Bruce Hoffman, a Georgetown University professor and senior fellow at the Council on Foreign Relations (CFR), and Jacob Ware, a CFR research fellow, were slated to discuss their book uncovering right-wing terrorism in the United States through the Ku Klux Klan and the January 6 Capitol event.

The outlet obtained screenshots of emails advertising the event.

“Reminder to please join us at 1200 tomorrow morning via Teams (link below) for this virtual brown bag book talk event — renowned terrorism scholars Dr. Bruce Hoffman and Jacob Ware. Their new book, God, Guns, and Sedition: Far-Right Terrorism in America was released earlier this month,” the email invitation reads.

“Shocking acts of terrorism have erupted from violent American far-right extremists in recent years, including the 2015 mass murder at a historic Black church in Charleston and the January 6, 2021, attack on the U.S. Capitol. These incidents, however, are neither novel nor unprecedented,” a book synopsis reads. “They are the latest flashpoints in a process that has been unfolding for decades, in which vast conspiracy theories and radical ideologies such as white supremacism, racism, antisemitism, xenophobia, and hostility to government converge into a deadly threat to democracy.”

American Faith reported that the Institute for Defense Analyses (IDA) conducted a study on the U.S. military, finding “no evidence that the number of violent extremists in the military is disproportionate to the number of violent extremists in the United States as a whole.”
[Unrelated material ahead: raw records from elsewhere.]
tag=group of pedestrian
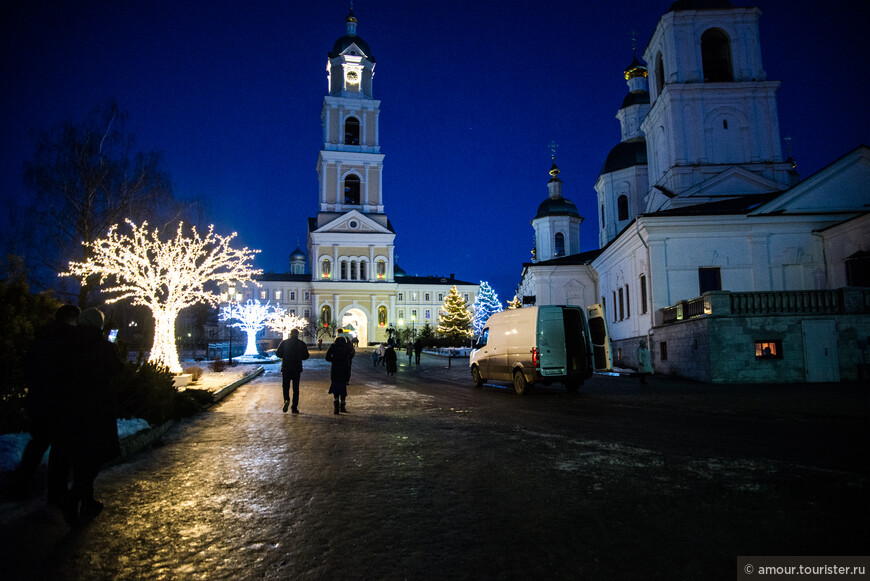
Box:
[14,305,123,526]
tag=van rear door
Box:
[536,306,566,378]
[586,303,613,371]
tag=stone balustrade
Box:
[656,287,870,325]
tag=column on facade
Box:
[335,161,344,207]
[749,232,773,292]
[649,240,671,311]
[364,162,371,206]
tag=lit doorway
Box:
[341,308,369,347]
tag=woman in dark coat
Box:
[384,345,398,375]
[325,337,355,414]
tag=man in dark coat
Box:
[275,329,308,414]
[324,337,356,415]
[13,305,80,506]
[49,309,124,526]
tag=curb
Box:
[117,365,265,465]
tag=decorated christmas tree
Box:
[438,286,471,339]
[471,281,504,337]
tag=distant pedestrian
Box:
[49,309,123,526]
[324,337,355,415]
[637,339,652,385]
[12,305,81,506]
[384,345,399,375]
[275,329,309,414]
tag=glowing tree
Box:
[60,220,262,373]
[218,300,284,355]
[266,312,308,339]
[471,281,504,336]
[438,286,471,339]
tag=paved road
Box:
[0,356,870,579]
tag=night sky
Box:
[0,0,870,301]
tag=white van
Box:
[469,305,594,395]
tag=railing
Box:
[731,290,843,315]
[656,287,870,325]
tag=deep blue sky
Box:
[0,0,870,301]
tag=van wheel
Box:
[471,366,483,387]
[514,371,529,395]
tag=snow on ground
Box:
[0,358,266,472]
“The objective of the IDA study was to gain greater fidelity on the scope and nature of extremist ideologies and behaviors in the military community … identify the sources of such ideologies and behaviors; assess their impact; and develop strategies for preventing, countering, and neutralizing that impact,” the report says.
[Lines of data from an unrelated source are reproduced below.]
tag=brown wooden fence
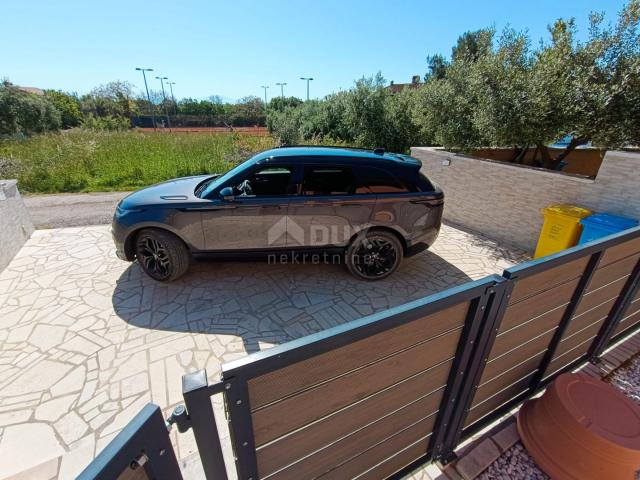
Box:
[81,227,640,480]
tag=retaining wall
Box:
[0,180,34,272]
[411,147,640,251]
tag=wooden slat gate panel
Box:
[172,227,640,480]
[447,228,640,442]
[222,276,502,479]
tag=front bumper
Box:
[111,213,133,262]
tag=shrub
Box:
[0,81,62,136]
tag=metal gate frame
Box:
[78,227,640,480]
[183,275,505,480]
[77,403,182,480]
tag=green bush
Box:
[0,81,62,136]
[44,90,82,128]
[82,113,131,132]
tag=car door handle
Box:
[179,205,236,212]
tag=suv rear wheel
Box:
[136,229,190,282]
[345,230,403,280]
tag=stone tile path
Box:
[0,226,525,479]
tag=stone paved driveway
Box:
[0,226,525,478]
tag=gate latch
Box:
[166,405,191,433]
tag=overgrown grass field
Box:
[0,129,274,193]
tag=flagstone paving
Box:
[0,226,526,478]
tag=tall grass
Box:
[0,129,273,193]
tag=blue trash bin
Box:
[578,213,638,245]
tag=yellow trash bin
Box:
[533,205,593,258]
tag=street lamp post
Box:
[136,67,156,130]
[167,82,178,116]
[300,77,313,101]
[156,77,171,128]
[276,82,287,98]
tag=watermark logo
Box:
[267,215,357,247]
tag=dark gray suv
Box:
[113,147,444,281]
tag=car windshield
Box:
[199,157,255,198]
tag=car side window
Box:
[233,166,292,197]
[356,167,409,195]
[302,165,356,196]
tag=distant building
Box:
[387,75,422,93]
[17,87,44,96]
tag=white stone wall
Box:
[411,147,640,251]
[0,180,33,272]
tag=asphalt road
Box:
[23,192,130,229]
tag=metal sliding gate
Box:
[80,228,640,480]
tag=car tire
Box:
[135,229,191,282]
[345,230,403,280]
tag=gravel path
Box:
[478,442,549,480]
[23,192,130,229]
[477,355,640,480]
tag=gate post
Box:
[588,260,640,356]
[182,370,227,480]
[432,277,513,464]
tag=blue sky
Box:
[0,0,624,99]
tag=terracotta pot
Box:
[518,373,640,480]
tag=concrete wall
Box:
[411,147,640,251]
[0,180,33,272]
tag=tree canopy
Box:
[268,0,640,162]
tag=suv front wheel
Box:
[345,230,403,280]
[136,228,190,282]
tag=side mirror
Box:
[220,187,236,202]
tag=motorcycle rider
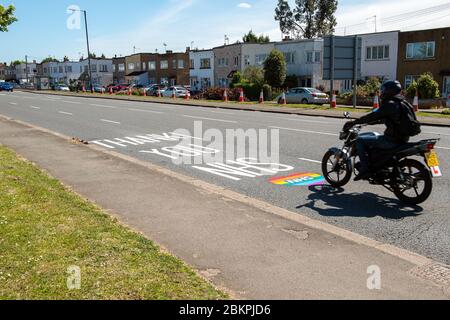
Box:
[344,81,410,181]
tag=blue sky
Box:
[0,0,450,62]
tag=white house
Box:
[15,61,37,83]
[189,50,215,91]
[358,31,399,81]
[275,39,326,87]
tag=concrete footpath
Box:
[27,91,450,127]
[0,117,450,299]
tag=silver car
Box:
[277,88,330,105]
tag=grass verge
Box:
[0,146,228,300]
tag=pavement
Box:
[0,92,450,299]
[24,91,450,127]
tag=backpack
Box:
[396,99,422,137]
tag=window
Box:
[406,41,435,59]
[366,46,389,60]
[218,58,228,67]
[314,51,322,63]
[160,60,169,69]
[244,56,250,66]
[405,75,419,88]
[200,59,211,69]
[255,54,267,66]
[284,52,295,64]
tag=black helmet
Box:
[381,81,402,100]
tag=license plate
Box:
[425,151,439,168]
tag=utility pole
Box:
[81,10,94,93]
[25,56,28,84]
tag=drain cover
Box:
[410,263,450,287]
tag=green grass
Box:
[0,146,228,300]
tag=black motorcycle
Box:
[322,114,442,205]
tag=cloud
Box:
[238,2,252,9]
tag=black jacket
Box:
[355,95,409,144]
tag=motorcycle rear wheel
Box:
[394,159,433,205]
[322,151,353,188]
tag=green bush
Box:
[406,72,441,99]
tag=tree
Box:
[0,5,17,32]
[264,49,286,88]
[275,0,338,39]
[242,30,270,43]
[406,72,441,99]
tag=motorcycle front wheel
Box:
[322,150,353,188]
[394,159,433,205]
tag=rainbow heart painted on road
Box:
[269,173,325,187]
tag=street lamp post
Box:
[71,9,94,93]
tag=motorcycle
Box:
[322,113,442,205]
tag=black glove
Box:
[342,121,355,132]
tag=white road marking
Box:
[90,103,117,109]
[61,100,81,104]
[127,108,164,114]
[298,158,322,164]
[269,126,338,137]
[100,119,120,124]
[183,115,237,123]
[58,111,73,116]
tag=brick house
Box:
[397,28,450,97]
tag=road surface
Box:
[0,92,450,264]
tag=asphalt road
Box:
[0,92,450,264]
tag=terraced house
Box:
[397,28,450,97]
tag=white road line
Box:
[90,103,117,109]
[100,119,120,124]
[424,132,450,136]
[298,158,322,164]
[269,126,338,137]
[58,111,73,116]
[127,108,164,114]
[183,115,237,123]
[61,100,81,104]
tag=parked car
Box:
[277,88,330,105]
[0,82,14,92]
[94,84,106,93]
[55,84,70,92]
[146,84,167,97]
[162,87,187,98]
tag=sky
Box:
[0,0,450,62]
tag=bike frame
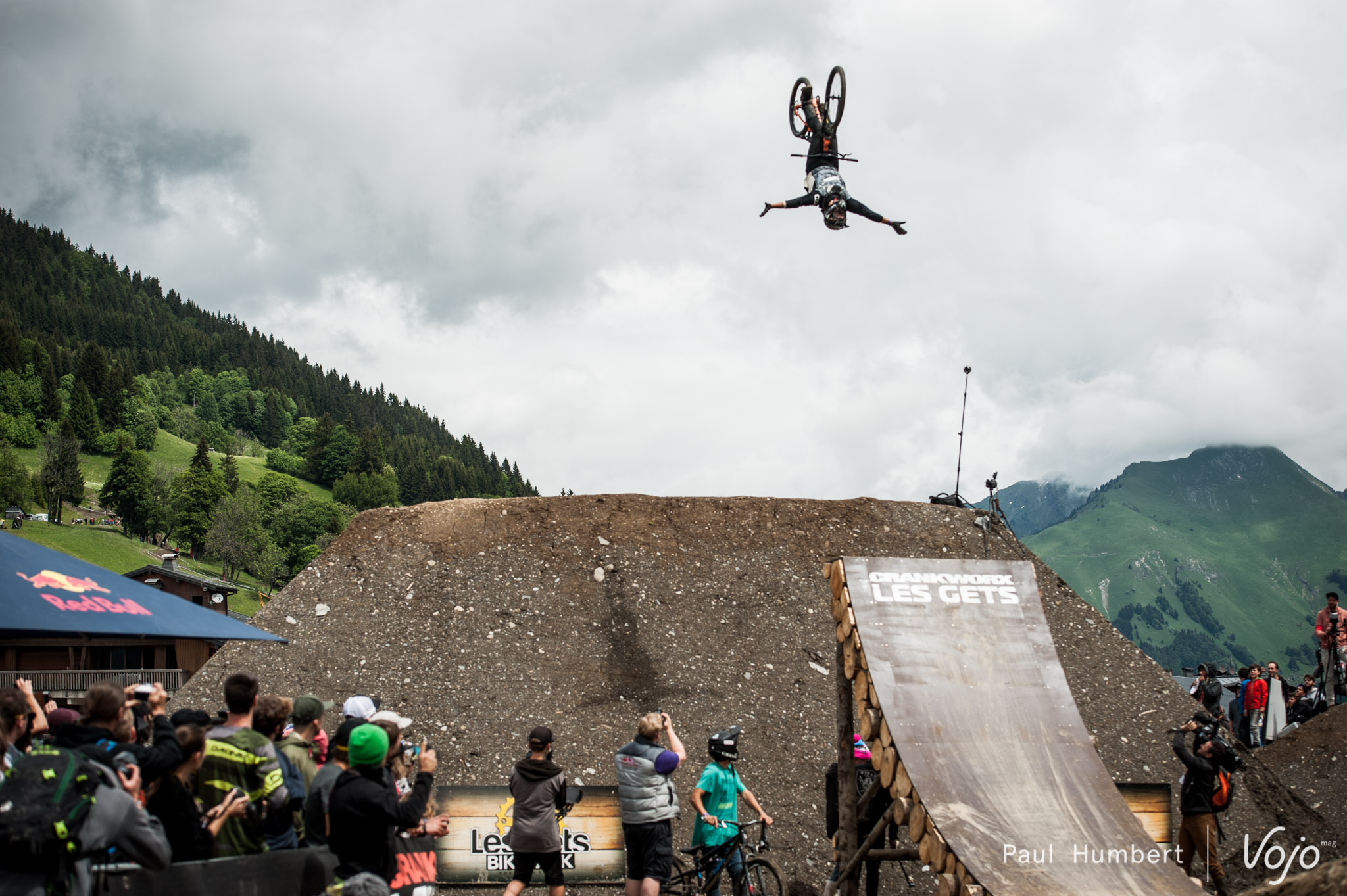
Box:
[690,819,768,893]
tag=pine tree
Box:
[174,438,226,555]
[76,342,108,395]
[0,442,32,513]
[257,392,285,448]
[0,320,23,373]
[99,438,155,536]
[220,445,238,495]
[39,417,84,523]
[66,379,103,444]
[190,436,216,472]
[352,427,388,475]
[41,358,64,423]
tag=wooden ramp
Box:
[825,557,1198,896]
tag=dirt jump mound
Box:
[175,495,1338,896]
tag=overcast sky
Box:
[0,0,1347,499]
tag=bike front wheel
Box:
[660,856,697,896]
[743,856,785,896]
[823,66,846,128]
[791,76,812,140]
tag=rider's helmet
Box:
[706,725,743,761]
[823,197,846,230]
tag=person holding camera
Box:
[145,725,248,862]
[328,724,439,881]
[505,725,566,896]
[197,671,289,857]
[1173,716,1230,896]
[1315,590,1347,706]
[54,681,182,786]
[0,737,176,896]
[614,711,687,896]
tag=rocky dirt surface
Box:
[175,495,1324,896]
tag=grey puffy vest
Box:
[616,740,680,825]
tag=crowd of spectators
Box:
[1188,592,1347,749]
[0,672,449,896]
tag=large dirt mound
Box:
[176,495,1323,893]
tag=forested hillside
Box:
[0,210,537,592]
[0,211,537,504]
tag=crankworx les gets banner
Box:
[435,786,626,887]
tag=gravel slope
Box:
[175,495,1324,896]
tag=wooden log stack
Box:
[823,559,990,896]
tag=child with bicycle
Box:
[693,725,772,896]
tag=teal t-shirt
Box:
[693,763,748,846]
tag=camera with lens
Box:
[1192,709,1244,771]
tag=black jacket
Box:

While government agencies have pushed the narrative of “extremists” operating on January 6, 2021, the report found that fewer than 10 individuals were charged.

“Of the more than 700 federal cases in which charges were publicly available a year after these events, fewer than ten were for individuals who were serving in the military at the time,” the IDA said. “Based on the size of the military relative to the general population and considering the rate of charges for males and females, we find no evidence that service members were charged at a different rate than the members of the general population.”

Last year, the Biden administration was accused of allocating funds from an anti-terrorism initiative to a university program that critics say links Christian and conservative groups, including the Republican Party, with Nazi ideologies.

The funding in question comes from the Department of Homeland Security’s (DHS) Targeted Violence and Terrorism Prevention Grant Program (TVTP).